Dynamic Pyramid Network for Efficient Multimodal Large Language Model

TL;DR

Dynamic Pyramid Network (DPN) tackles the high computation of multimodal LLMs by embedding a hierarchical, pyramid-like visual compression inside the LLM. It introduces Dynamic Pooling Experts (DPE) that select an optimal pooling rate per input via a routing mechanism guided by a routing loss, enabling sample-aware acceleration. Empirical results show up to a 56% FLOPs reduction on LLaVA with a small gain of +0.74%, and a 1.4x speedup with +0.62% gains on LLaVA-HR-X, with strong generalization to LLaVA-HR and extensive ablations confirming the effectiveness of dynamic, integrated pooling. The approach reuses existing pre-trained visual projectors, avoids multi-stage training, and provides a principled, scalable path to efficient vision-language inference in MLLMs.

Abstract

Multimodal large language models (MLLMs) have demonstrated impressive performance in various vision-language (VL) tasks, but their expensive computations still limit the real-world application. To address this issue, recent efforts aim to compress the visual features to save the computational costs of MLLMs. However, direct visual compression methods, e.g. efficient projectors, inevitably destroy the visual semantics in MLLM, especially in difficult samples. To overcome this shortcoming, we propose a novel dynamic pyramid network (DPN) for efficient MLLMs. Specifically, DPN formulates MLLM as a hierarchical structure where visual features are gradually compressed with increasing depth. In this case, even with a high compression ratio, fine-grained visual information can still be perceived in shallow layers. To maximize the benefit of DPN, we further propose an innovative Dynamic Pooling Experts (DPE) that can dynamically choose the optimal visual compression rate according to input features. With this design, harder samples will be assigned larger computations, thus preserving the model performance. To validate our approach, we conduct extensive experiments on two popular MLLMs and ten benchmarks. Experimental results show that DPN can save up to 56% average FLOPs on LLaVA while further achieving +0.74% performance gains.
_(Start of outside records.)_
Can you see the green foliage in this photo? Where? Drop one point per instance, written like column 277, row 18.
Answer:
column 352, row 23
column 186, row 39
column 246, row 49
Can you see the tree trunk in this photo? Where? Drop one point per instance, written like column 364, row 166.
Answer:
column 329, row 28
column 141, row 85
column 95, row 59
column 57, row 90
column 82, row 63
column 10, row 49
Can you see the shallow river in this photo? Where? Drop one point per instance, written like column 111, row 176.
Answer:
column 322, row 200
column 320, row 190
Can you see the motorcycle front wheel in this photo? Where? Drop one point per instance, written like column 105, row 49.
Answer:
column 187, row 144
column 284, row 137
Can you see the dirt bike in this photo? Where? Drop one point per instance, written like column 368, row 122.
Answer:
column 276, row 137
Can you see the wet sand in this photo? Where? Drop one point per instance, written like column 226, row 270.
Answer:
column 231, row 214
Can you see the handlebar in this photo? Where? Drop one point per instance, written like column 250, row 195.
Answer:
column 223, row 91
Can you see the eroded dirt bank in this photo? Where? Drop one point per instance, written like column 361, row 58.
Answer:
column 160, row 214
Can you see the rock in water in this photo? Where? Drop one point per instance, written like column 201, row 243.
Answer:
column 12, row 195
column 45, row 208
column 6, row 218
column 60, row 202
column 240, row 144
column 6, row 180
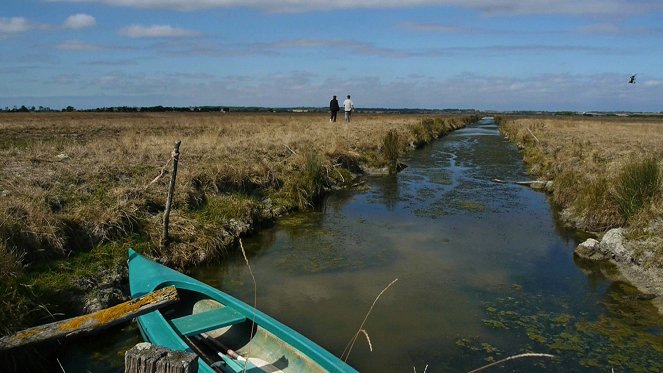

Besides, the generalization ability of DPN is also validated on the existing high-resolution MLLM called LLaVA-HR. The source code will be released at https://github.com/aihao2000/DPN-LLaVA.

Paper Structure

This paper contains 20 sections, 8 equations, 4 figures, 4 tables.

Figures (4)

  • Figure 1: Illustration of existing plain MLLMs with our dynamic pyramid network (DPN). Compared to plain MLLMs, our DPN can dynamically compress the input tokens in a hierarchical manner while greatly preventing the model performance.
  • Figure 2: Illustration of Dynamic Pyramid Network (DPN) and its Dynamic Pooling Experts (DPE). DPN formulates the common LLM as a dynamic pyramid structure, and the visual tokens will be progressively pooled via the DPE. In practice, DPE can dynamically select an optimal pooling kernel for visual compression, thus achieving the best trade-off between efficiency and performance.
  • Figure 3: Statistics of expert activation for different datasets. our DPN can dynamically select the pooling kernel according to the task difficulty.
  • Figure 4: Visualization Results. Sub-figure A illustrates the routing of the DPN method across different visual tasks. Sub-figure B presents a visual comparison with the sparsification method FastV and the efficient projector-based approach TokenPacker. Our method demonstrates significant advantages in tasks such as optical character recognition (OCR), chart interpretation, and object detection.